Cela semblait si simple et rationnel. Pourquoi les menacer de mort et de mutilation pour ça ? Pourtant, Callista savait que la menace existait et qu’elle serait mise à exécution.

Andrew dit à Ellemir :

— Je ne m’inquiète pas pour toi, mais je voudrais être sûr que ton enfant ne court aucun danger.

Il ne faisait que dire tout haut ce qu’elle pensait tout bas. Pourtant elle répondit d’une voix ferme :

— Tu fais confiance à Damon, oui ou non ? S’il pensait qu’il y a un danger quelconque, il me l’aurait expliqué, pour que je puisse choisir en toute connaissance de cause.

— J’ai confiance en lui.

Mais, se dit Andrew, Damon ne pensait-il pas que, s’ils perdaient la bataille, il serait inutile qu’aucun d’eux survécût, y compris Ellemir et l’enfant ? Il écarta fermement cette idée. Damon était leur Gardien. La seule responsabilité d’Andrew, c’était de décider si oui ou non Damon était digne de confiance, puis de se fier à lui et de suivre ses directives, sans aucune réserve mentale. C’est pourquoi il demanda :

— Par quoi commençons-nous ?

— Nous construisons notre Tour, et nous l’étayons de toutes nos forces. Elle existe depuis longtemps, mais elle n’est que ce que nous l’imaginons.

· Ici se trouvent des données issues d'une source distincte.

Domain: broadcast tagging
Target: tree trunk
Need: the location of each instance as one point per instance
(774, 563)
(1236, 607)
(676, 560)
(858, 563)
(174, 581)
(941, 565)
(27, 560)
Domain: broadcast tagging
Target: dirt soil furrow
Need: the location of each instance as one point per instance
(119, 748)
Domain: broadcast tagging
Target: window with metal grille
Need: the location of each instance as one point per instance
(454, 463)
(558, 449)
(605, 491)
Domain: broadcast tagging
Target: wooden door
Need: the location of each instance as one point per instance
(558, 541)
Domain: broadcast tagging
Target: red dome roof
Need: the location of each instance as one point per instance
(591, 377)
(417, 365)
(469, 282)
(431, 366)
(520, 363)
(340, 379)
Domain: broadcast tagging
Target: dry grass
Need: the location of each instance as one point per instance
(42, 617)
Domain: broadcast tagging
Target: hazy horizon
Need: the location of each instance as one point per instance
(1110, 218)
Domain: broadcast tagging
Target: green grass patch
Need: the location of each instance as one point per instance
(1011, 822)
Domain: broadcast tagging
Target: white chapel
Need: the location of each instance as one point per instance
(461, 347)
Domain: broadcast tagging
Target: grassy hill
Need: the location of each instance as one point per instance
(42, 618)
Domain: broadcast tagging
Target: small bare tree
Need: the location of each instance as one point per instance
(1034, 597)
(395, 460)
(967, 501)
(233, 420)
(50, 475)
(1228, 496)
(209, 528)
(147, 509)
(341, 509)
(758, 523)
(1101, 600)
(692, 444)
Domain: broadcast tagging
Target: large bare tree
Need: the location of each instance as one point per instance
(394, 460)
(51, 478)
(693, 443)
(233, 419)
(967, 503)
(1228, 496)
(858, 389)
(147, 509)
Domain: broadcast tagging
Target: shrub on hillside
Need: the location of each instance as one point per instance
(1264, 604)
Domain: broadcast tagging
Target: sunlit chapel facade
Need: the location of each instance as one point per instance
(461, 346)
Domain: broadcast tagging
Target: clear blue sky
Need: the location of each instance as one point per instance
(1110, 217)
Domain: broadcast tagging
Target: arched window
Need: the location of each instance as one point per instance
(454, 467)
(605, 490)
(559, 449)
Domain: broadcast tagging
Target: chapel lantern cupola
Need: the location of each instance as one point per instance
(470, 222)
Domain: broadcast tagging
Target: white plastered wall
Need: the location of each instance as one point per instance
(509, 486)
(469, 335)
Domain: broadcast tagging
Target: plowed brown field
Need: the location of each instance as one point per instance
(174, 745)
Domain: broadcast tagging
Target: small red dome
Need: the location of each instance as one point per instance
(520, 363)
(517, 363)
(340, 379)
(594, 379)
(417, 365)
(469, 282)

Il ajouta à l’adresse d’Ellemir :

— Tu n’es jamais venue dans le surmonde ; tu m’as simplement surveillé pendant que j’y séjournais. Unis-toi à moi mentalement, et je t’y ferai pénétrer.

D’un puissant élan mental, il fut dans le surmonde, Ellemir à son côté dans la grisaille informe. D’abord flous, puis plus nets d’instant en instant dans la surlumière, il distingua les murs protecteurs de leur structure.

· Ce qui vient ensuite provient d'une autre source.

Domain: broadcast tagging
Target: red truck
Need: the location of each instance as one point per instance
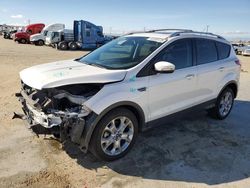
(24, 36)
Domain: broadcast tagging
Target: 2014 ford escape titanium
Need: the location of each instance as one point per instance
(102, 100)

Au début, ce n’avait été qu’un grossier abri, un peu comme une cabane de berger, visualisé presque par hasard. Mais à chaque usage successif, il s’était développé et renforcé, et maintenant une véritable Tour s’élevait autour d’eux, aux grands murs bleus translucides, aussi réels au toucher et sous les pas que la chambre du Château Comyn où ils avaient consommé leur union à quatre. En fait, ils avaient apporté ce monde avec eux, parce que cette union à quatre et sa consommation étaient l’expérience la plus importante qu’ils aient jamais vécue.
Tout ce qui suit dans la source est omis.